To improve levels of customer service, Mteto converted 2,000 temps into permanent employees. This upped customer satisfaction, while reducing employee churn. Altron also invested substantially in training young graduates in a two-year partnership with GIBS. Many of these graduates, most from previously disadvantaged backgrounds, are now top contributors within the organisation.
Transparent communications are key to any change management process. Here, Mteto introduced an annual kick-off event to recognise employees’ achievements and to share the company’s priorities for the year.

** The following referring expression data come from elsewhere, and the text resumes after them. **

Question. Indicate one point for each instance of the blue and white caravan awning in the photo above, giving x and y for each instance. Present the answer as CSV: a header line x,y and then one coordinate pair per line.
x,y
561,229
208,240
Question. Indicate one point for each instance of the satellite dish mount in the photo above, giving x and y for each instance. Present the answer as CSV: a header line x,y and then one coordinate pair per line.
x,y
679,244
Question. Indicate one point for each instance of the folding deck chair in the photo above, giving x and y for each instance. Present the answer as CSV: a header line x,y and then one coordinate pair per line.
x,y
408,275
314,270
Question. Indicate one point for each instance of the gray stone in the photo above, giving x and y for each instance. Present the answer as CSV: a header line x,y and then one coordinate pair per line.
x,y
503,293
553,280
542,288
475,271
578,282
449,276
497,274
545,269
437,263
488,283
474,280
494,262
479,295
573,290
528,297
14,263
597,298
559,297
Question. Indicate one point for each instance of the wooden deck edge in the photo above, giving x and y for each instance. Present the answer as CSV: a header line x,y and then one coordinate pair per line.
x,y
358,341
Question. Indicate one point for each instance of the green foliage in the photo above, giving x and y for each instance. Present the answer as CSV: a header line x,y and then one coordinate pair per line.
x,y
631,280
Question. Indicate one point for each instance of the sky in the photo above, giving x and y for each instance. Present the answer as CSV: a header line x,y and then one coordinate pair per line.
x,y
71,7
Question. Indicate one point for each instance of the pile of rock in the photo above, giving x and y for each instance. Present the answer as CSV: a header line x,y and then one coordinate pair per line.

This event happens early in the company’s new financial year. Altron leaders speak about the goals for their business units while exco leaders share progress on human resources, marketing, financials, and operations. The company celebrates individuals with awards linked to the values and performance. “You can’t get to the middle of the year and only then assign KPIs to teams and individuals. It is important to have these in place when the year begins,” he added.
The company also hosts monthly staff updates where employees are informed of progress made. Mteto likes to add an element of fun by bringing in actors or comedians. He believes that one of the top reasons people leave is due to a lack of communication.
He also spends time with first line management to understand whether the strategy is understood and being rolled out successfully. “I spent the best part of three months soliciting feedback from managers. It is through this feedback they become more committed to Altron. The feedback was that they’d like see us accelerate the value drive within the company,” Mteto concluded.
The audience responded enthusiastically in the chat, thanking Mteto for sharing his inspirational story so candidly, and CHRO South Africa for a powerful virtual event.